The team co-cultured its experimental antibiotic peptides with strains of four species of infectious bacteria: Staphylococcus aureus is a major pathogen in hospitals, resistant to penicillin; Enterococcus faecium causes gut, wound and urinary tract infections, and resists vancomycin. The other two, Escherichia coli and Bacillus subtilis, are non-pathogenic bacterial workhorses harnessed to biotech lab research.

Pilot Tests Put Beta Peptides On Par With Controls

"Results of this standard assay, which exposed the bacteria to escalating concentrations of our beta-peptide," Gellman said, "averaged over the four bacteria, proved our beta-peptide antibiotically comparable in all four cases to the artificial magainin we used as a control, and had less hemolytic activity. Moreover, the magainin peptide is readily degraded by proteases - proteolytic enzymes - and beta peptides' backbones aren't recognized by those things."

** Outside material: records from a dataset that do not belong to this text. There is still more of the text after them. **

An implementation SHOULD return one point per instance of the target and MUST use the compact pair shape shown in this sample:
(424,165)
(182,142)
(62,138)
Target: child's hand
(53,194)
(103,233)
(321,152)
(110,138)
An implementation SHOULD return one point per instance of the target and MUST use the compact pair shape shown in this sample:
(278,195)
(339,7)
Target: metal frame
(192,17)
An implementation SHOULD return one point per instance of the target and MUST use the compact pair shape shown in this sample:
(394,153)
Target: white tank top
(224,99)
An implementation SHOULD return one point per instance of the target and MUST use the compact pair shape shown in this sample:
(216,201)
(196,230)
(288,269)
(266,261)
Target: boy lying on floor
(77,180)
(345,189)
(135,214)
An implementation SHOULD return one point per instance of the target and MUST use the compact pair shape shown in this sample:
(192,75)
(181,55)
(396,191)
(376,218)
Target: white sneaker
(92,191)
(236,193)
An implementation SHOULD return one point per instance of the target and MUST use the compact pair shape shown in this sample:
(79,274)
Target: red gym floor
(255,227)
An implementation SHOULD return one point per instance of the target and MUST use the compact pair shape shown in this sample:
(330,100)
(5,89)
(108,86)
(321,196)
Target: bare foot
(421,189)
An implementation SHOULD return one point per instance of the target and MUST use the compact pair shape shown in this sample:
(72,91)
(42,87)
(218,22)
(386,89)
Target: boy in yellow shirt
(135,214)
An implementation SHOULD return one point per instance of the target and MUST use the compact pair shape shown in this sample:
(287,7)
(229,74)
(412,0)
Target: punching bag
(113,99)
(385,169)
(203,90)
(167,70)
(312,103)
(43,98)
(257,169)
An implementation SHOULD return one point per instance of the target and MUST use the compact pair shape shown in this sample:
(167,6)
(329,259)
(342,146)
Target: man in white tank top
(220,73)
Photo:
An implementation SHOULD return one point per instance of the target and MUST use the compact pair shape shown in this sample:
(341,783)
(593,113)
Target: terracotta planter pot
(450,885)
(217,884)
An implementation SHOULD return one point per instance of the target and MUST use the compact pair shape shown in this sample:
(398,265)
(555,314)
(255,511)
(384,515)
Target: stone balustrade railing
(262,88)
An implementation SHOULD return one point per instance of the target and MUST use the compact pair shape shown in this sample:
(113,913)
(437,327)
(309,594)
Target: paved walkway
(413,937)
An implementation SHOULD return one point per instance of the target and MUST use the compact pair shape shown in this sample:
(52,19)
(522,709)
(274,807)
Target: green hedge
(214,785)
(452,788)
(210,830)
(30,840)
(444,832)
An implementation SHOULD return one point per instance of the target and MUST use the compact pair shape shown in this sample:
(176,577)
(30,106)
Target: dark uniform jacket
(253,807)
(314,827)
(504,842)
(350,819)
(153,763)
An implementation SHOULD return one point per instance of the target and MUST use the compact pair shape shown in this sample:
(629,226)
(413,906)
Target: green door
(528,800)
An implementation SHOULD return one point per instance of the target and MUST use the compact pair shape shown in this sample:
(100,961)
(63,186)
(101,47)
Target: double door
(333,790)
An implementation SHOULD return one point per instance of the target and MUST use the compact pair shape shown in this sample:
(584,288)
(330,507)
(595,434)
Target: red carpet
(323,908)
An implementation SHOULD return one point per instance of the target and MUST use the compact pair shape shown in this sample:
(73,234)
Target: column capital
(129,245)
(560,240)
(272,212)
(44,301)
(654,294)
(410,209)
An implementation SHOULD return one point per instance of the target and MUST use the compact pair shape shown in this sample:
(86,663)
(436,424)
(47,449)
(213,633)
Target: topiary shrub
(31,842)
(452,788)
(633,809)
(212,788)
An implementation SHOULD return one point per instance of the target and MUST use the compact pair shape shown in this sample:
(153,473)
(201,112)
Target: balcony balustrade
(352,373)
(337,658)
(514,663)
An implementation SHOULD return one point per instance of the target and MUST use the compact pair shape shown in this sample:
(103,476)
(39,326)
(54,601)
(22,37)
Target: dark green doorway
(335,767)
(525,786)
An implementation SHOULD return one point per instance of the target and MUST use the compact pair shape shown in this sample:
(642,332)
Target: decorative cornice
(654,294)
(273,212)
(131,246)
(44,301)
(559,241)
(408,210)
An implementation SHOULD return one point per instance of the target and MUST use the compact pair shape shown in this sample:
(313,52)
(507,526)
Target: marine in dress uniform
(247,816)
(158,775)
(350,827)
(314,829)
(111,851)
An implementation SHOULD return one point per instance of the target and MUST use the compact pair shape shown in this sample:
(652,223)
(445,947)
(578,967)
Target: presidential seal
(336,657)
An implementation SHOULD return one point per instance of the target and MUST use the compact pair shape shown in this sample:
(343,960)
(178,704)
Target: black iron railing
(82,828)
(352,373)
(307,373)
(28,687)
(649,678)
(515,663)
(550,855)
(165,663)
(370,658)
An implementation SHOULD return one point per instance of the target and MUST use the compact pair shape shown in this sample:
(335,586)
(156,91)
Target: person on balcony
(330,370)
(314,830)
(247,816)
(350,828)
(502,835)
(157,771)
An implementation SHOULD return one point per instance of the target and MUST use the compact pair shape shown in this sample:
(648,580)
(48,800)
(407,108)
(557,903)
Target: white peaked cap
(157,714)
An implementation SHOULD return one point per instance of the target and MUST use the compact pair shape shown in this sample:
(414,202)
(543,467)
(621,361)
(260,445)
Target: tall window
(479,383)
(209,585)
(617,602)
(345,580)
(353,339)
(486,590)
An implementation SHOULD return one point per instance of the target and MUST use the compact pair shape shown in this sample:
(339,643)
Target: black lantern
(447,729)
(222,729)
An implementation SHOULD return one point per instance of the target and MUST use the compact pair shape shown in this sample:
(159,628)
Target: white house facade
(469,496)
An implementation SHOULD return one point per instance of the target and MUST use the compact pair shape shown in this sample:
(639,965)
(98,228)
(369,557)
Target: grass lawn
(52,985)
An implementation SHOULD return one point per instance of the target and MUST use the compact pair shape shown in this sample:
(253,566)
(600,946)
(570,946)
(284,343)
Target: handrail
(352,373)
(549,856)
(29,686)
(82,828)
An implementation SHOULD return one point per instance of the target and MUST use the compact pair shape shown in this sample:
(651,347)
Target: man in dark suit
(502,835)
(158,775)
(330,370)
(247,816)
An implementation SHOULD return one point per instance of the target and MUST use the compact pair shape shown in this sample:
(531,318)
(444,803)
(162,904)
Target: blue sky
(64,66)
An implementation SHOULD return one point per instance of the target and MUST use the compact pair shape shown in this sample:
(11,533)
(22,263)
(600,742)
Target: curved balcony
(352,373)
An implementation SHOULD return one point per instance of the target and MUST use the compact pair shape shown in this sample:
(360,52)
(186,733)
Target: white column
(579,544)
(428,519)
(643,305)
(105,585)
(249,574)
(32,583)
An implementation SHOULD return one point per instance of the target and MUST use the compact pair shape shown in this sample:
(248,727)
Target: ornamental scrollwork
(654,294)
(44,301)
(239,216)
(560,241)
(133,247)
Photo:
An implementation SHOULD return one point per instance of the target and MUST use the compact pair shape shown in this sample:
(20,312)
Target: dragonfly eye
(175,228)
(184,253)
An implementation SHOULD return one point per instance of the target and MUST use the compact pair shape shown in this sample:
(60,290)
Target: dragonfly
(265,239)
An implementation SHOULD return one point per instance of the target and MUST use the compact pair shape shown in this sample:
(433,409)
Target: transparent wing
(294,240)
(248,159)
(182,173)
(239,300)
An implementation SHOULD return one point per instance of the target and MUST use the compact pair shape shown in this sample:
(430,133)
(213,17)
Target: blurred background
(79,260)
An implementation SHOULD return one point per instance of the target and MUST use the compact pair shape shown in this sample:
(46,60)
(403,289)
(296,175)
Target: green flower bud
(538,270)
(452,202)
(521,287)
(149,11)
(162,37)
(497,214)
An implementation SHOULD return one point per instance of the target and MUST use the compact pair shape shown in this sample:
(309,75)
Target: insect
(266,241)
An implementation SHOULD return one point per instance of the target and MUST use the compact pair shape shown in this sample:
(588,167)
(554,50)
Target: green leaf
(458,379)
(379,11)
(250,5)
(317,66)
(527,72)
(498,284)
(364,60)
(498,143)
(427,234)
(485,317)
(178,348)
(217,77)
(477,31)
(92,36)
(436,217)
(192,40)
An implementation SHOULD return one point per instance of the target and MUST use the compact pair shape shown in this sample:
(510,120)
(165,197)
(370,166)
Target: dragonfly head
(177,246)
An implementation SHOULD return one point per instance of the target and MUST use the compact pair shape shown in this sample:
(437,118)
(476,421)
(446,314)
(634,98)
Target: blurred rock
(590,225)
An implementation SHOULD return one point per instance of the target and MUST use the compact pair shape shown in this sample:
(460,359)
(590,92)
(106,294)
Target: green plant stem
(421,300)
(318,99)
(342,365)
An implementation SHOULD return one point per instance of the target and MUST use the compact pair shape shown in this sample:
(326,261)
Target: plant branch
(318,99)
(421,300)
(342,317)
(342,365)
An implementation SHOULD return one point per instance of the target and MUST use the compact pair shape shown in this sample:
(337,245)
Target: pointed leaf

The co-authors have not yet extended their tests beyond the initial four bacteria, Gellman said, "but it's certainly on the books to do. The thing we're doing right now," he added, "is preparing a whole series of analogues to optimize the antimicrobial function, before we go in vivo. Raising enough of the material to put into mice," he pointed out, "is going to be quite an investment of effort."

The university has filed a patent covering the beta-peptides, and, Gellman allowed, "I'm very interested in talking to people about pursuing their potential commercial ramifications. Particularly since I don't think they're limited to antibacterial agents, though that's probably the first application. I think there's a tremendous potential," he concluded," in the biomedical and pharmaceutical arena for using unnatural oligomers."